My first reaction, as a feminist, is to lament that tens of millions of people, 91 per cent of them women, are getting plastic surgery to “fix” the “flaws” on their bodies: their small breasts, their wrinkles, their “unacceptably” un-toned arms. We ought to bemoan the power of the feminine beauty ideal, so narrow that the only way to approximate it is to slice oneself open, and so compelling that people are willing to collectively spend $11 billion a year for that slicing.
And yet, there is something remarkable about Michelle Obama, an African-American woman, being considered so attractive that women will undergo surgery to resemble her.
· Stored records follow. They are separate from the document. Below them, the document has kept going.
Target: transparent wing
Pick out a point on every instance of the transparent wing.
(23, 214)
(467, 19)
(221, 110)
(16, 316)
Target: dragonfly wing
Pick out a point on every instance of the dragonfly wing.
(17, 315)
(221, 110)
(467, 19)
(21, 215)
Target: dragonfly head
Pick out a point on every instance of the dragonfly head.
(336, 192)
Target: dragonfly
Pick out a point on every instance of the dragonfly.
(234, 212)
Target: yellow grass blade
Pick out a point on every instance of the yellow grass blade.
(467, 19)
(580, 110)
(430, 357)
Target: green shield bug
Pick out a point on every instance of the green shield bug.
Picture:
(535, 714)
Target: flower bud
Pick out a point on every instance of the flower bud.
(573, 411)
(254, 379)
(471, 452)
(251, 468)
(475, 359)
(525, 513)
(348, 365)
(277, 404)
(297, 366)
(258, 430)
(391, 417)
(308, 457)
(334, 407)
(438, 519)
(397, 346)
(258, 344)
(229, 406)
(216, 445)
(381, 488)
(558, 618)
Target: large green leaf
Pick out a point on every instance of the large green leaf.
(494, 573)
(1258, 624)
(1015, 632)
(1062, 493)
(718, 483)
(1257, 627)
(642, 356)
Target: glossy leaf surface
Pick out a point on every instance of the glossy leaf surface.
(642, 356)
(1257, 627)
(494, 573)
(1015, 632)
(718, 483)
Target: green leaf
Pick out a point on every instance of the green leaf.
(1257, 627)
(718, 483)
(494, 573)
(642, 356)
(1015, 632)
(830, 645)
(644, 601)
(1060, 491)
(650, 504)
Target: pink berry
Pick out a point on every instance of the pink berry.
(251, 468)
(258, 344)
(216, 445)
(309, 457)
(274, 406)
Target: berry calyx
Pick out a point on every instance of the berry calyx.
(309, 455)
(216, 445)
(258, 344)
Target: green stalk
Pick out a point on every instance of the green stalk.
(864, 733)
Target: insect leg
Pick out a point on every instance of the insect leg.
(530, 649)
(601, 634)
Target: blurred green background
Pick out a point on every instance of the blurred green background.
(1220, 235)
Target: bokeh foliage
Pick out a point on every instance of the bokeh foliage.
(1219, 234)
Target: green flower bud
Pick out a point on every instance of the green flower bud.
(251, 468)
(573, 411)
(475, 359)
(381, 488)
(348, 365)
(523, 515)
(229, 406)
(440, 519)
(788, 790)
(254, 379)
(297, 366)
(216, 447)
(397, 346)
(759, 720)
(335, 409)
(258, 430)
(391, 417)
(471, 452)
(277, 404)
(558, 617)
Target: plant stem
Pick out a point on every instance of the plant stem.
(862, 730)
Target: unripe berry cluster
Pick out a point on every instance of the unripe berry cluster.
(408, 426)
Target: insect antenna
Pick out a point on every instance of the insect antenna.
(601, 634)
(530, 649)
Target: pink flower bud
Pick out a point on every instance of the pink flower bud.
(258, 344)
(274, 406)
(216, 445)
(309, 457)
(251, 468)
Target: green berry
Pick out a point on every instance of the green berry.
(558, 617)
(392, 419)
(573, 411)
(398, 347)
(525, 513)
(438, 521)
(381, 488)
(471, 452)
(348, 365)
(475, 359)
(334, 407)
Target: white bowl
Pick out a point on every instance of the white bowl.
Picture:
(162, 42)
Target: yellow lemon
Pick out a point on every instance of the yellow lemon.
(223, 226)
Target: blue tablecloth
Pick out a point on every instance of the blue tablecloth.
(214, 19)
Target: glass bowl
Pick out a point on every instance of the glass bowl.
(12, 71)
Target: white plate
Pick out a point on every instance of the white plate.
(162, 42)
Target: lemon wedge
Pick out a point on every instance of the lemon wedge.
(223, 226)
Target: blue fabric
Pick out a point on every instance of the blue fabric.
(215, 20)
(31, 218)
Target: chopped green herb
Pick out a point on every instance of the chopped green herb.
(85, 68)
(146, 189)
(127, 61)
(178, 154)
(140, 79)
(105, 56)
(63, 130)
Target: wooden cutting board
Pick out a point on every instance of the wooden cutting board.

In a country where African-American women have for so long been considered unattractive by default, this is, in some ways, a mark of increasing racial equality.
In the US, as in Australia, the dominant idea of feminine beauty is white. The faces – and bodies – of “beautiful” women in America are still, overwhelmingly, white. A glance at the newsstands in any given week is greeted with a host of white starlets, with the occasional splash of colour. Only a handful of black actresses have won Academy Awards in the nearly century-long history of the event. Vanity Fair's annual “young Hollywood” issue is notoriously, outrageously devoid of people of colour. The runways at New York Fashion Week are similarly lacking in melanin. The Miss America pageant didn't start admitting black women until the 1970s, when its prestige was already waning, and it didn't crown its first black Miss America until 1984. Only six other black women have won the title since. The black women who make it in the mainstream tend to be fair-skinned, with “Anglo” facial features and slight frames, like Halle Berry. Some will argue that megastar Beyonce is an exception to this rule, and they are correct, but only because Beyonce is exceptional in almost every way. As a rule, beautiful is white, and anything else is considered “exotic”, or in the case of dark-skinned black women with “typically black” facial features, outright unattractive.
Feminists have long argued that none of these people – models, actresses, beauty queens, starlets, valued for the curvature of their stomachs rather than the content of their character – should be serving as role models to girls and young women. We argue that the one-size-fits-all vision of beauty they represent is harmful to women, and so it is. We bristle when we see Michelle Obama held up as a fashion and fitness icon, while her Princeton and Harvard law degrees go unmentioned. But just as there is something remarkable about Michelle Obama being the “Mom in Chief” in a country whose culture has for so long demonised black motherhood, there is something to be said for that vision of beauty expanding to include women who look like Michelle Obama. Decades after radical women of colour declared that “black is beautiful”, the women of America, it seems, are finally beginning to agree.
And yet, this tension persists. Does the shift in what's considered beautiful mark a loosening of strictures, or just one more way in which women have to measure up to the ideal? Does it mean that more women will be considered beautiful, or that women will have one more body part they're expected to monitor, and tone, and despise, and cut open? The reality is that very few women look like Michelle Obama, as shown by the number of them resorting to plastic surgery in order to come close. How do we embrace the increasing diversity of that feminine beauty ideal, which now includes black skin and muscular arms, when what we really want is to do away with that ideal altogether?
Body image activists and advocates are fond of the mantra, “there is no wrong way to have a body”, and they're right. This change is a sign of cultural progress, but it's not the revolution we so desperately need. Yes, it is a welcome shift that Michelle Obama and her “guns” are now considered so attractive, so worthy of emulation. But it isn't enough to simply make a restrictive, damaging ideal slightly less restrictive and damaging. We need to smash the whole damn thing. And we don't need Michelle Obama's muscle tone to do that.